Allez… Un verre d’eau. Et c’est parti.

Aujourd’hui, je passe vous voir en coup de mistral. Pour vous raconter une petite anecdote. Une de ces historiettes que j’apprécie tout particulièrement. Un de ces récits que j’aime partager avec mes camarades de labeur, entre un café, un déjeuner, un chewing-gum, 98 appels téléphoniques, un autre café, 23 rafraîchissements de boîte mail, une plaisanterie grivoise suivi de clins d’œil appuyés, encore un autre café, des tremblements nerveux, des coursiers qui vous jettent une lettre au visage, un paquet de bonbons, un nouveau café, une envie d’hurler sur ce putain de stagiaire débile qui ne comprend non seulement rien à l’audiovisuel mais aussi strictement rien à la vie en général, une pause-clope après 7 ans d’abstinence, un 5ème café et un hurlement sauvage qui sort sans retenue de ma bouche lorsque mon boss me demande pour la 16ème fois de la journée si j’ai bien rappelé le CNC. Bordel !

Hum. Reprenons. Cette petite histoire nous ramène quelques années en arrière. Je commençais tout juste à travailler. J’étais jeune. Mal peignée. Mes petites dents de lait tentant vainement de rayer la moquette ou d’arracher le parquet. Ou l’inverse. Ou les deux en même temps. Peu importe après tout. Puisque je tentais vainement de le faire. Amusante et terrible époque où j’avais salement mal aux gencives. Bref. J’avais un patron que je n’aimais pas trop. Comme d’habitude. Parce qu’il était sot. Laid. Avait mauvaise haleine. Mâchouillait sa propre salive toute la sainte journée, au point de réussir à en fabriquer une sorte de pâte nauséabonde. Remettant régulièrement à sa place sa grande mèche grise et grasse. Se frottant le visage à deux mains avec énergie. Se grattant la tête. Laissant ainsi tomber une foule d’habitants blancs sur toutes les parois. Y compris sur mon ancien bureau en verre. Se curant le nez du bout de ses ongles sales. Fabriquant des microbilles qu’il laissait rouler et s’écraser sur le sol.

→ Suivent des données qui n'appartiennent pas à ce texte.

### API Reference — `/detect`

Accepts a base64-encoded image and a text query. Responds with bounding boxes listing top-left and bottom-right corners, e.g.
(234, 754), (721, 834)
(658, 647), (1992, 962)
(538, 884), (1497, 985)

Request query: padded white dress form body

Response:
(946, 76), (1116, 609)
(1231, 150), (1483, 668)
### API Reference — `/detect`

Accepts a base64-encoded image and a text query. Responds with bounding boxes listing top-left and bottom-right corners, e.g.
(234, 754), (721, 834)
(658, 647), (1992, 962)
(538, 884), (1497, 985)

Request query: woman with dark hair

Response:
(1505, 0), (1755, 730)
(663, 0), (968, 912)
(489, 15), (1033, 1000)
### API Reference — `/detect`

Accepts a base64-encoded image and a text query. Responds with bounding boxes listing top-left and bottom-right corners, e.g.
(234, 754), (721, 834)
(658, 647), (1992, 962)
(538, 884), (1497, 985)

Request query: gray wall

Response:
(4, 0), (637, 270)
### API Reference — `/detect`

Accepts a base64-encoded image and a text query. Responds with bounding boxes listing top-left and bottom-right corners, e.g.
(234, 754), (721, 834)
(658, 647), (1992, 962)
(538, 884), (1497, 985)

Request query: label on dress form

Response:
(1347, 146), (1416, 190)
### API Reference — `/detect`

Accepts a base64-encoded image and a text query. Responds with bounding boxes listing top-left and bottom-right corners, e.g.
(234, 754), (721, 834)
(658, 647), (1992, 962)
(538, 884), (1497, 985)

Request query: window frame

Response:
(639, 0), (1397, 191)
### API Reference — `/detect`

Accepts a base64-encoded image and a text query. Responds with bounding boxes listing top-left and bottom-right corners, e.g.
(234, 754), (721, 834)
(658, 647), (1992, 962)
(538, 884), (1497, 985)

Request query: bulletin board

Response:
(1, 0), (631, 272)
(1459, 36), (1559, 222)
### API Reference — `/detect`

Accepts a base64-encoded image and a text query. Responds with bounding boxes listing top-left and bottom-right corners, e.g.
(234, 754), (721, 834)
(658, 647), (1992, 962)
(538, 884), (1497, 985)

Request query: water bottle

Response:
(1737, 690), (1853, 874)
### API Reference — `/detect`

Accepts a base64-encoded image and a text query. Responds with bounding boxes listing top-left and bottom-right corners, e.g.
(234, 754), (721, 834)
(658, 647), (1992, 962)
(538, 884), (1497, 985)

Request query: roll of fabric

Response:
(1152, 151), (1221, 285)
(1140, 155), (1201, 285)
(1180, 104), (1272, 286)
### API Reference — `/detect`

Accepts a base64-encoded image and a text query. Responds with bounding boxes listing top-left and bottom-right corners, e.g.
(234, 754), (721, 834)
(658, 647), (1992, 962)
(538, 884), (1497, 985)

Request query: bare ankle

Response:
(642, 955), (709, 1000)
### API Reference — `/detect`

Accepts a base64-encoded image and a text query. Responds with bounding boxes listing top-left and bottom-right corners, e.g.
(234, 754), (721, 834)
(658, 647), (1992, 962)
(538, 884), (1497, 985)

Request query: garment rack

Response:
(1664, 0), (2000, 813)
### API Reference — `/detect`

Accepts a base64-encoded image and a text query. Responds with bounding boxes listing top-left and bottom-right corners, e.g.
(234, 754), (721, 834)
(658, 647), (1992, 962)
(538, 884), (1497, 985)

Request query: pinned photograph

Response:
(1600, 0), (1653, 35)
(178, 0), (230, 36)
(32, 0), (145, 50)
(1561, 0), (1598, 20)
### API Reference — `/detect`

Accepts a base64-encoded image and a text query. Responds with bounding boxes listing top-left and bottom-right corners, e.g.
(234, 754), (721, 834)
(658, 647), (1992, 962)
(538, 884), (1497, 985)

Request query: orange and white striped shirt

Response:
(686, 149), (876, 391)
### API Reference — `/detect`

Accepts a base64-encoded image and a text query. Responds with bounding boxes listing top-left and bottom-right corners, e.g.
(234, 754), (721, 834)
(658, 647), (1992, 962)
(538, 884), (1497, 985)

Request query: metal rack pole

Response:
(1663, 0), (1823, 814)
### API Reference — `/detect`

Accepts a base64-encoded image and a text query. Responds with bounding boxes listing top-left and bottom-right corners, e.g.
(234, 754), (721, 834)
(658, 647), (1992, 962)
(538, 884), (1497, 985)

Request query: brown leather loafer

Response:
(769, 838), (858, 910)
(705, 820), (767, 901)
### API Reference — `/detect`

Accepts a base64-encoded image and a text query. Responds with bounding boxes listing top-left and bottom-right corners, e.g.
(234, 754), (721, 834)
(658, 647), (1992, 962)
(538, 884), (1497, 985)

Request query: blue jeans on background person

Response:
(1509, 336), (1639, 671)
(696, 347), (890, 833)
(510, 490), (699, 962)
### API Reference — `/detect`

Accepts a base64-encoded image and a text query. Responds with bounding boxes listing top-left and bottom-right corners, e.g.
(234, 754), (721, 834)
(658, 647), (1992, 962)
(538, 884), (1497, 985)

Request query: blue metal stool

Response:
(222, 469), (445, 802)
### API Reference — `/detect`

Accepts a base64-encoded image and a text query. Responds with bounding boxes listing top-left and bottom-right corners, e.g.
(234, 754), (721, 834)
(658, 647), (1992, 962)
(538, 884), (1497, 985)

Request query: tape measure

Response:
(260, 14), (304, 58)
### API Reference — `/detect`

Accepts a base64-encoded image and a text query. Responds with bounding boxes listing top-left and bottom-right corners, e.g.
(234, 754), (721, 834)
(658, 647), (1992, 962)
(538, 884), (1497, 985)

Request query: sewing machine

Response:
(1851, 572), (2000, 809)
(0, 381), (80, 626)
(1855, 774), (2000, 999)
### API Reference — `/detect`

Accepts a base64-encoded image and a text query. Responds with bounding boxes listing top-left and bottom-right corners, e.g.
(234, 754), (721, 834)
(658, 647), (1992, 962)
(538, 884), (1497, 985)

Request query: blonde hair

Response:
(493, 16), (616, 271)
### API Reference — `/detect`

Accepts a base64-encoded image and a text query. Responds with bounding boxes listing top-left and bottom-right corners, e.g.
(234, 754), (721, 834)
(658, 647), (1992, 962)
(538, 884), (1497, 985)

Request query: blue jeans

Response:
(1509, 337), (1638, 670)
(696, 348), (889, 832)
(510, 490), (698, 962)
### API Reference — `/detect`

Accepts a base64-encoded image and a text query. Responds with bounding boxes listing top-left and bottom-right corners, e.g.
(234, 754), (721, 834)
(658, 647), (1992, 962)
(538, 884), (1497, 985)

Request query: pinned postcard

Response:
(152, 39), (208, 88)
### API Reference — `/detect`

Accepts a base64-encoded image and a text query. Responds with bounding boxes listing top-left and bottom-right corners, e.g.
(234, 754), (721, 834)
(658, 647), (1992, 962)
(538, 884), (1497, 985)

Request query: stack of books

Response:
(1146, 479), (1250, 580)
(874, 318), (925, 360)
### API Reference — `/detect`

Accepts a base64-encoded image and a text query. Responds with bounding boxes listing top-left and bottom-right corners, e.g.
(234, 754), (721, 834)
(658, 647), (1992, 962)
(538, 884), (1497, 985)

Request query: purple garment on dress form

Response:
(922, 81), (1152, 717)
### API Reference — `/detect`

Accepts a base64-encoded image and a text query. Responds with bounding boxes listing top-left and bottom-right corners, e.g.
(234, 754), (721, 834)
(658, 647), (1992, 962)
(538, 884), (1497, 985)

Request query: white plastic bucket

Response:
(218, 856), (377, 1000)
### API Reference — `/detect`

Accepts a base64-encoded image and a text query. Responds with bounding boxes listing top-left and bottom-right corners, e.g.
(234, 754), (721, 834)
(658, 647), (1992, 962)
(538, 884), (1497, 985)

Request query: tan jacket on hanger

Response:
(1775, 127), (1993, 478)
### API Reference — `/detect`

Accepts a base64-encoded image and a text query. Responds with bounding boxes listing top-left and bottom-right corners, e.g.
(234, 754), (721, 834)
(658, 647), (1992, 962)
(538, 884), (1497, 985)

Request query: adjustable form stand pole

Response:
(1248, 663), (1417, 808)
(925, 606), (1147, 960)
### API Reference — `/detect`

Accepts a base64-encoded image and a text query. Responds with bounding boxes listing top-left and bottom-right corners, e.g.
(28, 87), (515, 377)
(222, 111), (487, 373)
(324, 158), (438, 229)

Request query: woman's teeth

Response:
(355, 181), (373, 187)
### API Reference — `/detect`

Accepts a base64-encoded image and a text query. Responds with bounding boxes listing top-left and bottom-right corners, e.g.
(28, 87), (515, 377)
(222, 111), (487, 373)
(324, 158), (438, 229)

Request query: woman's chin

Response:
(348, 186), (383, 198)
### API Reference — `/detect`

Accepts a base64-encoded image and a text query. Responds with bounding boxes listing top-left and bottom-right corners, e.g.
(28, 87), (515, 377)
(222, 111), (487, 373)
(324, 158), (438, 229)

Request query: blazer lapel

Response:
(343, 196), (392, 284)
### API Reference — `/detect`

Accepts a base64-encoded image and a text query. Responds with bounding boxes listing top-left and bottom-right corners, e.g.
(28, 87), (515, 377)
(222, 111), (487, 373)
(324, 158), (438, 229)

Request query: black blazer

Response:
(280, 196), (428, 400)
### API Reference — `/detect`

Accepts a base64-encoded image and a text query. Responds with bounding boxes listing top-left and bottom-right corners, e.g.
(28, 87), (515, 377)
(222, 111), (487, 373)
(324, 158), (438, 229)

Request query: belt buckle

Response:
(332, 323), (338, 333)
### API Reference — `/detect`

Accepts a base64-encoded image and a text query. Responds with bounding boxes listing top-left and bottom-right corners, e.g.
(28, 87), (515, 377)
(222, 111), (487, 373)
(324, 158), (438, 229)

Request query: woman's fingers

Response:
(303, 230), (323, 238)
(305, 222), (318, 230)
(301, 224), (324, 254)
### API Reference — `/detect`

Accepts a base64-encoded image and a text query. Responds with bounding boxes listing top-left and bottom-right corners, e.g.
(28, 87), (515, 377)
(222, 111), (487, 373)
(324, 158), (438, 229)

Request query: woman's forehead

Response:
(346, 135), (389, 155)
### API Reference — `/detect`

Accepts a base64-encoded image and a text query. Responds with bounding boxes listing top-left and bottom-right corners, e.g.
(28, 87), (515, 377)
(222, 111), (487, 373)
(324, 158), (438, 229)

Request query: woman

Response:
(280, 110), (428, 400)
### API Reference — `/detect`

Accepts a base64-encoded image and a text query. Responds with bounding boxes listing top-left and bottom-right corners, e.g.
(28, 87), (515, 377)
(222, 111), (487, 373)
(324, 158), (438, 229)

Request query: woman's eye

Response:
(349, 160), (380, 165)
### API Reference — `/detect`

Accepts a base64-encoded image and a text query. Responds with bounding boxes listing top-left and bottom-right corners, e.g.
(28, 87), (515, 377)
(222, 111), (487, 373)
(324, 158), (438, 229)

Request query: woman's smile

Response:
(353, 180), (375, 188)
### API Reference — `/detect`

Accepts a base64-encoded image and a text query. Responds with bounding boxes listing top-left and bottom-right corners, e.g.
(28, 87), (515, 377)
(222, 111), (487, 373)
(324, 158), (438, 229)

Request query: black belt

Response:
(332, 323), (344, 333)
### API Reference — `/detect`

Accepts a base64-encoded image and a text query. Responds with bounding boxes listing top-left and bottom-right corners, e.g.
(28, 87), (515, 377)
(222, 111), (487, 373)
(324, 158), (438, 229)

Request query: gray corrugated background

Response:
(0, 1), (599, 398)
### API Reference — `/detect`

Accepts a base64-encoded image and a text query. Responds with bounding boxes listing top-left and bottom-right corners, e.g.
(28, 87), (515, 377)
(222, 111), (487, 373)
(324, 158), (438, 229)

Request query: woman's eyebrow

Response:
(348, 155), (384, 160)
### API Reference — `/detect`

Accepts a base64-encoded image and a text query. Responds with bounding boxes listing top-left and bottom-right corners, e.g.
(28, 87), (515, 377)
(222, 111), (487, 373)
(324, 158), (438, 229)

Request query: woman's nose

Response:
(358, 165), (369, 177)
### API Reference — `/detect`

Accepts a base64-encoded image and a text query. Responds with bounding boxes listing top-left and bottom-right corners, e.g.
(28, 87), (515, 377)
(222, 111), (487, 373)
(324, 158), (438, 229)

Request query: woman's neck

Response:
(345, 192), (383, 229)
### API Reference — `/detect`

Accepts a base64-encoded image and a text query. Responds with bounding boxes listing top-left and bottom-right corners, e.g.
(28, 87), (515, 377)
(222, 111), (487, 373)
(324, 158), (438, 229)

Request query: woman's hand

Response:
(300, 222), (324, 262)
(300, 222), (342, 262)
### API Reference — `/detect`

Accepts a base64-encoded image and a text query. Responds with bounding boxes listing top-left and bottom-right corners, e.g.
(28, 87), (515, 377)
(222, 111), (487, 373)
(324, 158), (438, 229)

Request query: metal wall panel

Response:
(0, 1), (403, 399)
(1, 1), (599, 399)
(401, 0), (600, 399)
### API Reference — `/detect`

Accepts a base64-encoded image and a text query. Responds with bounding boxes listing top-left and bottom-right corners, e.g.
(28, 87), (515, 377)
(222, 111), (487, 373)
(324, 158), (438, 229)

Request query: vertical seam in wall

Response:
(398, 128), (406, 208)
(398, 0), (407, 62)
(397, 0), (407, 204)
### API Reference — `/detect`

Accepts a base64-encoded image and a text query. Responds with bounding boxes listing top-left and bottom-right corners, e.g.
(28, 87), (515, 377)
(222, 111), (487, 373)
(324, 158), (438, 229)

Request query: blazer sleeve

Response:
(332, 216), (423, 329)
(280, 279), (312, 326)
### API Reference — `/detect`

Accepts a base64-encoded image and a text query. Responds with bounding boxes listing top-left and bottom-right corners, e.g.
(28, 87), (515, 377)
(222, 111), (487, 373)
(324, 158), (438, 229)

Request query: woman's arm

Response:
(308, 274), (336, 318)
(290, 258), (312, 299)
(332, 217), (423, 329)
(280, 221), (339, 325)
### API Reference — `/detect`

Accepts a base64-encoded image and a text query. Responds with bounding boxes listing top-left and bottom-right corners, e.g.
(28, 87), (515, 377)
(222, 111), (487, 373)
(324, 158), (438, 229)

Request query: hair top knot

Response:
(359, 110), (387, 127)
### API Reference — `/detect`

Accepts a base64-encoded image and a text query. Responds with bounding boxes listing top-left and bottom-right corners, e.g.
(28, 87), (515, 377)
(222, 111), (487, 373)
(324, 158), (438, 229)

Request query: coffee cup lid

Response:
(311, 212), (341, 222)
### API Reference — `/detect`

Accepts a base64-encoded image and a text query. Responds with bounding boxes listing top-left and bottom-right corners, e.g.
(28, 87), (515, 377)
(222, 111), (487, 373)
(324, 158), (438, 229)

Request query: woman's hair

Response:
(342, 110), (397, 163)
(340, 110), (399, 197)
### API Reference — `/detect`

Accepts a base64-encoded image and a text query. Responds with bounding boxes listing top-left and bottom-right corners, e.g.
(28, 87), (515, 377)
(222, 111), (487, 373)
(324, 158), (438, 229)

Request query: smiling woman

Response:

Je l’appelais Mortifère. Parce qu’il m’agaçait tant et si bien que j’avais des envies de meurtres à son endroit. Vêtu du même pull violet pendant des semaines entières. Traînant derrière lui une odeur de rue. Une odeur de métro. Une odeur de plein de gens mélangés. Une odeur de foule de retour d’un grand footing collectif. Et le son de sa voix languissante. Insupportable miaulement de gros chat imbécile. Mollesse. Fainéantise. Incompétence. Illogisme. Je travaillais avec le seul travailleur de la production développant des projets anglais mais incapable de communiquer en anglais. Le seul travailleur de la production voulant monter des projets espagnols mais incapable de communiquer en espagnol. Le seul travailleur de la production parlant dans une langue aussi indéterminée qu’incompréhensible. Personnellement, pour attraper le sens de ses aphorismes, je devais froncer les sourcils, voire fermer les yeux pour ne me concentrer que sur sa voix. Pour ne pas me laisser déconcentrer par l’extérieur. Par le téléphone. Par les gens du dehors. Par la chasse d’eau du voisin du dessus. Par les autres collègues gloussant derrière l’épaisseur des écrans de leur ordinateur. Le seul travailleur de la production détestant lire des scénarios. Haïssant regarder des films. Ouais. Raisonnement aussi absurde que d’imaginer un pompier qui ne supporterait pas l’idée de se brûler. Un chirurgien qui rechignerait à la vue du sang. Un professeur qui ne souffrirait pas la vue d’un tableau noir. Grotesque. Et c’est bien là qu’était l’embarras. J’étais l’assistante d’une personne ridicule. Tout le monde le savait. Tout le monde me plaignait. Tout le monde me parlait avec méfiance les premières fois. Pour vérifier si je me rendais compte de ma situation. Si je comprenais l’humour. Si j’étais sensible aux sarcasmes. C’était le cas. Dès lors, tout le monde me souhaitait bon courage. Tentait de me soutirer des informations croustillantes. Pour rigoler entre collègues. Entre vrais professionnels.

Mortifère aimait deux choses.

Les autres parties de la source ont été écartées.